Great White sharks are a rare sight for the divers, who were shocked when the giant frame of Great Blue emerged, dwarfing the tiger sharks and that they had expected to see swimming around a sperm whale carcass off Oahu, Hawaii's third-largest island.
Ocean Ramsey, told the Honolulu Star Advertiser: "She was just this big handsome gentle giant wanting to use our boat as a scratching post".
"She was just this big attractive gentle giant wanting to use our boat as a scratching post", added Ramsey, who swam with the shark all day and captured stunning pictures.
'We had a very long attractive dive with her and we were all very much enthusiastic about the encounter'.
Ms Ramsey added: "She looks like she may be pregnant: She's shockingly wide". "Additionally, since sperm whales are protected by the federal Marine Mammal Protection Act and Endangered Species Act, any violations could bring about federal charges as well...no matter whether they happen within state jurisdiction or further out to sea in US waters", said Jason Redulla, the chief of the Hawaii Division of Conservation and Resource Enforcement, according to to the Hawaii Department of Land and Natural Resources (DLNR).
The stench of rotting sperm whale tempted a massive 50-year-old celebrity shark known as "Deep Blue" out of retirement.
The home page for Ms Ramsey shows a looping video in which the marine conservationist, free diver and model reaches out and touches two sharks. Deep Blue became an icon several years ago during Shark Week on the Discovery Channel, through her remarkable size and age.
Hawaii waters are usually too warm for great whites compared with California's Pacific coast, where they feed on sea lions and elephant seals, Ramsey said. "If you want to talk about sharks being not risky, get your picture taken with a different species, not that one".
Ocean, though, discourages people from following her lead and swimming with sharks. "And I've been working with great whites for over 10 years".
Deep Blue stopped by for a bite and Jeffries filmed her as she munched on the dead whale.

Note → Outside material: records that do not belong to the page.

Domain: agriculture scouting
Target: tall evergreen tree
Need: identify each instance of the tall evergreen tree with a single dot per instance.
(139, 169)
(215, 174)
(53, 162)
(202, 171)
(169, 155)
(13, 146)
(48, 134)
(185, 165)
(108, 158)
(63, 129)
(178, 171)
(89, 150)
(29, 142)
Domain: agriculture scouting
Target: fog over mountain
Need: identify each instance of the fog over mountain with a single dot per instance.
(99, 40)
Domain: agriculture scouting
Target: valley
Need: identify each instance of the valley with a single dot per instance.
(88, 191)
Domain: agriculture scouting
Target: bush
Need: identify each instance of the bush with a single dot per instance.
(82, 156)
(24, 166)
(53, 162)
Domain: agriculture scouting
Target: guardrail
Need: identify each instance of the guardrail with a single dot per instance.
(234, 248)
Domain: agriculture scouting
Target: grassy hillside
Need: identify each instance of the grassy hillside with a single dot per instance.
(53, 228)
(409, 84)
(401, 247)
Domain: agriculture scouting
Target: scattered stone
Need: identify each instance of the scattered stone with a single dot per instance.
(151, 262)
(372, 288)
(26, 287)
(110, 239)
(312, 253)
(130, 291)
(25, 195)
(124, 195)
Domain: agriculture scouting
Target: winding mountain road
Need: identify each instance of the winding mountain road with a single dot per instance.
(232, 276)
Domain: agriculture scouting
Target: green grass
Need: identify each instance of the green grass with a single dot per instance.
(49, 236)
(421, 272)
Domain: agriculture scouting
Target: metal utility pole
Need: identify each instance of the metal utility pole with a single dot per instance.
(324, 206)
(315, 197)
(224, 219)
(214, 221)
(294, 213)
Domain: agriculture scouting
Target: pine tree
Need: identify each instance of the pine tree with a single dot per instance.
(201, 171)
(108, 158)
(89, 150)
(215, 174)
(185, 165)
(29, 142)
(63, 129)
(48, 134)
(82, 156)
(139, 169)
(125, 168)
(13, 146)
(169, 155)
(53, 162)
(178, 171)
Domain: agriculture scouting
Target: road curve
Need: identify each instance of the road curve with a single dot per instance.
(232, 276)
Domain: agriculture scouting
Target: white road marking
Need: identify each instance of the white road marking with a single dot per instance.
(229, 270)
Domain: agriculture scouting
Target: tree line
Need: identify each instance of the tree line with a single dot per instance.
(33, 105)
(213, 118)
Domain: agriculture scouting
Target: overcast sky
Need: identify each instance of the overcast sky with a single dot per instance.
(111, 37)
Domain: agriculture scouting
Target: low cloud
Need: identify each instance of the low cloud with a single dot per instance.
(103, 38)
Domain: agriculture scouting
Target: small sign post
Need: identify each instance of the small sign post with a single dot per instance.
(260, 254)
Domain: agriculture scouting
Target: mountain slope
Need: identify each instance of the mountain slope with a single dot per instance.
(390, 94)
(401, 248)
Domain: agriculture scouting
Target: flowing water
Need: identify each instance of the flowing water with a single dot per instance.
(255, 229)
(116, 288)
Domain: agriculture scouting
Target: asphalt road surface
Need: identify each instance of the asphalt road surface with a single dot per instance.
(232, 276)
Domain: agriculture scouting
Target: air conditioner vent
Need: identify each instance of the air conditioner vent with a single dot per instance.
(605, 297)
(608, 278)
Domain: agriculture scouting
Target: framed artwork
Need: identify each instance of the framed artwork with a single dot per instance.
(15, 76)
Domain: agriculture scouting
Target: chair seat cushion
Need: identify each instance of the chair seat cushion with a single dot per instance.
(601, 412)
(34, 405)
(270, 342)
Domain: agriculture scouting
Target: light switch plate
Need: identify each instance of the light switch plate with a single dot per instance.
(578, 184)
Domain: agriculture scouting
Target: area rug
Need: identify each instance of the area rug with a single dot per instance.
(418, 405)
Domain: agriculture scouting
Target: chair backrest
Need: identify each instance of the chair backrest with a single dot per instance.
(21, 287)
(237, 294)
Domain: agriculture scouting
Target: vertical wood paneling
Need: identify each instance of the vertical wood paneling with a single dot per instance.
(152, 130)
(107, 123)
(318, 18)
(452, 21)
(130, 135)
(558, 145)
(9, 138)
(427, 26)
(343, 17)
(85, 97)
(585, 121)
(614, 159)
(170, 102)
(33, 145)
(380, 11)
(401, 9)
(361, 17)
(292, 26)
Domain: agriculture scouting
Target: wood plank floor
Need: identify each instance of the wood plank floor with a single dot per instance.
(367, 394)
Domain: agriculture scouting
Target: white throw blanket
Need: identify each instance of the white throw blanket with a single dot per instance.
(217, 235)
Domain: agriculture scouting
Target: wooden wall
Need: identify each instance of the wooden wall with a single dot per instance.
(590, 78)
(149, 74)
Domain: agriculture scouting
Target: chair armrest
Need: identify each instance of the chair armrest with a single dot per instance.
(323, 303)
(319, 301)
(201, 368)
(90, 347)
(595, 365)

"Shark populations around the planet are severely declined", she said.
Ramsey and Oliphant later told the Associated Press that they hope to use the now-viral images to push for legislation that would ban the killing of sharks and rays in Hawaii. Any expert will tell you, we kill by far more of these great fish a year than they do us.
"Social media is definitely whipping this into a frenzy", said Jason Redulla, chief enforcement officer with the Department of Land and Natural Resources. "I hope she survives because we need more big, healthy, pregnant sharks out there". "Understandably, some people want to get into the water either out of fascination or to get photographs, but it is truly unsafe to be around this carcass with so much shark activity", agency official Jason Redull said.